I want check my answer and solve some question

Q :

my answer from 33 - 38

thanks

2. Originally Posted by r-soy
I want check my answer and solve some question

Q :

my answer from 33 - 38

thanks
You did correctly the questions #33, #34, #35

The last 3 questions are wrong:
#36: You used the wrong equation
#37 no root to be used
#38 use definition of absolute value and determine the appropriate domain

3. Originally Posted by earboth
You did correctly the questions #33, #34, #35

The last 3 questions are wrong:
#36: You used the wrong equation
#37 no root to be used
#38 use definition of absolute value and determine the appropriate domain
thanks ,,,

check it now

earboth also i want solve questions from 39 to 42

thanks >>

4. Originally Posted by r-soy
thanks ,,,

check it now

earboth also i want solve questions from 39 to 42

thanks >>
1. #36 is wrong: You used the wrong equation
2. #37 is OK now
3. #38 is wrong. As I mentioned in my previous post you have to determine the appropriate domain. From

$x^3+|y|=6~\implies~|y|=6-x^3$

Since $|y|\geq 0$ you have to calculate those values for x that
$6-x^3\geq 0~\implies~x^3 \leq 6~\implies~\boxed{x\leq \sqrt[3]{6}}$

That means $|y|=6-x^3\ ,\ x\leq \sqrt[3]{6}$ is a function.
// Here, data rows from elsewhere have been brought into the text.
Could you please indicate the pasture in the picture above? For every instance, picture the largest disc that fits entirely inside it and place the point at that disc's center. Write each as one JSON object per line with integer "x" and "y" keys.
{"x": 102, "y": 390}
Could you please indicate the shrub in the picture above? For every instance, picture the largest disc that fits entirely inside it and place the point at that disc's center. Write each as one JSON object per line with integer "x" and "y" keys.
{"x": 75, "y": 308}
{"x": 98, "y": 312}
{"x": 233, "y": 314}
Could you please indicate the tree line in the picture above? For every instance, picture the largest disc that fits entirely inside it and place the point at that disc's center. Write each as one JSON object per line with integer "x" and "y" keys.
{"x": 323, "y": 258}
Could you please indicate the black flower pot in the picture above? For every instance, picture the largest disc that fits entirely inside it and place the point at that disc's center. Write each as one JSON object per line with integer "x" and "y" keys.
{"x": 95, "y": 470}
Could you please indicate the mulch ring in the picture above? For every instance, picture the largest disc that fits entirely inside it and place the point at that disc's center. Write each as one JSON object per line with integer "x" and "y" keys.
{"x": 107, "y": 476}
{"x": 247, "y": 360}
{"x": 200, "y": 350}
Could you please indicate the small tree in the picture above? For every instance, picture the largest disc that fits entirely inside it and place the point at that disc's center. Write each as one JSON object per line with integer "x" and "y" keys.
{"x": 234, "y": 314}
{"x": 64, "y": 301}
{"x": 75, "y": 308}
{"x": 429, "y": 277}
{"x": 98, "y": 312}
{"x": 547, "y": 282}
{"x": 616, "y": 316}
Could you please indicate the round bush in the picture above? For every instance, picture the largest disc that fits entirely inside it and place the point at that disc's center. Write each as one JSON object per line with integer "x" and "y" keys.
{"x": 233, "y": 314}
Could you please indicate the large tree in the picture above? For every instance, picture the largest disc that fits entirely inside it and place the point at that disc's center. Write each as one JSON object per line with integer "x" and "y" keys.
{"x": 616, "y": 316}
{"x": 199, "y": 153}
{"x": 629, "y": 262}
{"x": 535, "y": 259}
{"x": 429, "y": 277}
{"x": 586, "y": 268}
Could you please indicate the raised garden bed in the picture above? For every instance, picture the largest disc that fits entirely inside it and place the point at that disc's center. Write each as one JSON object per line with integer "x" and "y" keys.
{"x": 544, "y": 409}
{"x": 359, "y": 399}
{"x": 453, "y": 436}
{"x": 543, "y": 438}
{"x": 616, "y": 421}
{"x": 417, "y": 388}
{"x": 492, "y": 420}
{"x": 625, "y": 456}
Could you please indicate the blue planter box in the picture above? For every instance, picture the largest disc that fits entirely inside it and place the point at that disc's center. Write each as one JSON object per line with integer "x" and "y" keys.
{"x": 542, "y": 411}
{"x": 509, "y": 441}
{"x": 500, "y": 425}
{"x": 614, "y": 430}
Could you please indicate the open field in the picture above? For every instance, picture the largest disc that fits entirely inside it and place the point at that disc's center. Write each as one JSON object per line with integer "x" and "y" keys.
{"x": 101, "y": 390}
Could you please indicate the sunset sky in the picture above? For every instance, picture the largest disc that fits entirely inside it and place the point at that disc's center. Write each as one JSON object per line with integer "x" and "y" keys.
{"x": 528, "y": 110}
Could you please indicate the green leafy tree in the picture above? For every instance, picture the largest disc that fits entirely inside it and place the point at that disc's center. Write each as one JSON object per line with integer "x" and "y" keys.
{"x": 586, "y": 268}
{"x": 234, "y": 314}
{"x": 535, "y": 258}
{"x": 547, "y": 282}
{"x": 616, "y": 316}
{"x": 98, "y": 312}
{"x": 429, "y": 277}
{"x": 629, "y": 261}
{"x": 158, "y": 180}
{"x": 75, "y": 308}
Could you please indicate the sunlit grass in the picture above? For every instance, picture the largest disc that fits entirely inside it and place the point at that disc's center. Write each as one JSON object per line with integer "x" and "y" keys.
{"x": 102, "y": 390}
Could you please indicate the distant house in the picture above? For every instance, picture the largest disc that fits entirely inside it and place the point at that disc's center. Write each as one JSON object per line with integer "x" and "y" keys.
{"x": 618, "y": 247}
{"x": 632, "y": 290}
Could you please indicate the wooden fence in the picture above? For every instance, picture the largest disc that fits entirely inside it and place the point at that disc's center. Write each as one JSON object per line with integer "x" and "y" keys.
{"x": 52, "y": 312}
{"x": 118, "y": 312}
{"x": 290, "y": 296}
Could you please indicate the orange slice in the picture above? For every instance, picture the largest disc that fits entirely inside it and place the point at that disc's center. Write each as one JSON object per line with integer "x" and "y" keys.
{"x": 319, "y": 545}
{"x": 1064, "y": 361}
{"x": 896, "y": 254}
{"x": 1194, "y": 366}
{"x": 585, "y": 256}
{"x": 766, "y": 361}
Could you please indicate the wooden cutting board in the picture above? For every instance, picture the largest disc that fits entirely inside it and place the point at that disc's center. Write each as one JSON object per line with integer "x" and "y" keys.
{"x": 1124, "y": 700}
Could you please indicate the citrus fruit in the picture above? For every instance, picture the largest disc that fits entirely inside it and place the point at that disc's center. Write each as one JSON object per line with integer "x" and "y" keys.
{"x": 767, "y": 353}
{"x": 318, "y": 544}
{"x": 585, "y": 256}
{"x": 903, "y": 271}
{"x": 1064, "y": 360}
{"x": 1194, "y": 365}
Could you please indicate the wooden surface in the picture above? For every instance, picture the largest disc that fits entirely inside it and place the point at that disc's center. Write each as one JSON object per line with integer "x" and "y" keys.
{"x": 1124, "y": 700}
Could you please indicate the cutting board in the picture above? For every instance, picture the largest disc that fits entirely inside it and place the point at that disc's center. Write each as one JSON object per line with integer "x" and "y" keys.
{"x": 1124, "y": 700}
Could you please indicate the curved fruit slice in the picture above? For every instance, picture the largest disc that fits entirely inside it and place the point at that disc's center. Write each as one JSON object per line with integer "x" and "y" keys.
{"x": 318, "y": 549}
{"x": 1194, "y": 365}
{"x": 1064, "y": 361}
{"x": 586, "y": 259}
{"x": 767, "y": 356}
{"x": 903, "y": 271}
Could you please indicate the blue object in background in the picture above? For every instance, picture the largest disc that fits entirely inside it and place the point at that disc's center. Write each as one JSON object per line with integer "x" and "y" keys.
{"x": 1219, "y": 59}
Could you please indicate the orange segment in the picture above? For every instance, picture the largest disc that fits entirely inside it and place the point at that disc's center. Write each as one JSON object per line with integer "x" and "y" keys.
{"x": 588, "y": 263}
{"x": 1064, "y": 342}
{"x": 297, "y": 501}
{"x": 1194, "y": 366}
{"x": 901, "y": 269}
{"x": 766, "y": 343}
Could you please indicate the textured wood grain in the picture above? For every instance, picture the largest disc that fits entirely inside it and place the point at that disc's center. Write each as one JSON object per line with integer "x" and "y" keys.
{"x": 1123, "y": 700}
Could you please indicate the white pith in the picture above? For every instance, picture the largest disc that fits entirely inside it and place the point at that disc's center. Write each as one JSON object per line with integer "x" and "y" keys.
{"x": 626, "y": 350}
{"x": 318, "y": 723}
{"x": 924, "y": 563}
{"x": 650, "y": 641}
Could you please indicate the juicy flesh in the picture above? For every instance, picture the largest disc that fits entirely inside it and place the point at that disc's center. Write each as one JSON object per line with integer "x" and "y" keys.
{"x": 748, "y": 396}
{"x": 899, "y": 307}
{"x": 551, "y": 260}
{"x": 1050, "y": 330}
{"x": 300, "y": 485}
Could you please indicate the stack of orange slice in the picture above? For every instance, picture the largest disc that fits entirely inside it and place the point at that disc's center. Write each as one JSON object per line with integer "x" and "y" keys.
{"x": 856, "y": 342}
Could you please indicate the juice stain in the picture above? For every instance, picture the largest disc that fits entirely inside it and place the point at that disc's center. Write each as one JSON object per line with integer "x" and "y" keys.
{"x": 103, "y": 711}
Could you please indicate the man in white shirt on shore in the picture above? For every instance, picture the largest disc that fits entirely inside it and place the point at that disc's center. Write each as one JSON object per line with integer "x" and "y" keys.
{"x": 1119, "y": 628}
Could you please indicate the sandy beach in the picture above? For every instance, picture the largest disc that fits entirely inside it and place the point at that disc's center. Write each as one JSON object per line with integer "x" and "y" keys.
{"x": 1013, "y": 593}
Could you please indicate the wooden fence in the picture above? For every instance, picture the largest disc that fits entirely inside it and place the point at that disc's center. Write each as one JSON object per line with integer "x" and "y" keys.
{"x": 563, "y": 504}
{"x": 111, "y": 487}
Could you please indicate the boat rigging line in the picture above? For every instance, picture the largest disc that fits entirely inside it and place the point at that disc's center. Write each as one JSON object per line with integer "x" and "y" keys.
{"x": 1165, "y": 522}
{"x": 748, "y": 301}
...also i want solve questions from 39 to 42
Definitely I won't do your homework. So show some work of your own and if there are some mistakes you'll get additional support.

5. Now

i try ::::

6. Originally Posted by r-soy
Now

i try ::::
What you labeled #36 is actually #37. Usually an equation of a function starts with "y = ...". So your result is slightly unfinished (but correct)

#39 is wrong.
Explanation: $\left(\dfrac0a = 0\ ,\ a \in \mathbb{R} \setminus \{0\}\right)$

#40 is OK

#41 is wrong. You only have to solve the given equation for y to judge wether the equation describes a function or not.

#42 is correct but incomplete. (Is this a function or not?)

Initially you are asked to find the domain of those equations which define a function. The domains are missing

7. you mean in #39 the equation of a function withou ( - ) or what ?
what is wrong here ?

#39
$
\left(\dfrac0X = 0\ ,\ X \in \mathbb{R} \setminus \{0\}\right)
$
function
is ok now ?

#41
x + y = 1
y = 1- x

function

#42 a function

8. Originally Posted by r-soy
you mean in #39 no I meant #36 the equation of a function withou ( - ) or what ?
what is wrong here ?

#39
$
\left(\dfrac0X = 0\ ,\ X \in \mathbb{R} \setminus \{0\}\right)
$
function
is ok now ? Unfortunately no:
$\color{blue}\bold{xy=0~\implies~y=0\ ,\ X \in \mathbb{R} \setminus \{0\}}$

#41
x + y = 1
y = 1- x
function
The transformations of the origianl equation is wrong:

$\color{blue}\bold{x^2+xy=1~\implies~xy=1-x^2~\implies~y=\dfrac1x-x\ ,\ x \in \mathbb{R} \setminus \{0\}}$

#42 a function <<<<< and what about the domain?
In the 2nd sentence of the initial quaestion you are asked to find the domains of the functions. You haven't calculated a domain yet!

9. For all that are NOT functions you are asked to "find a value of x top which there corresponds more than one value of y". You do not appear to have done that.

10. Originally Posted by HallsofIvy
For all that are NOT functions you are asked to "find a value of x top which there corresponds more than one value of y". You do not appear to have done that.

thankz earboth
HallsofIvy I did not understand it, can you please explain more

11. ???

12. Originally Posted by HallsofIvy
For all that are NOT functions you are asked to "find a value of x top which there corresponds more than one value of y". You do not appear to have done that.
what NOT functions ?

13. Originally Posted by r-soy
what NOT functions ?
Please check your own notes: #34 and #35 are NOT functions. So you are asked to find at least one x-value with which you get at least 2 y-values.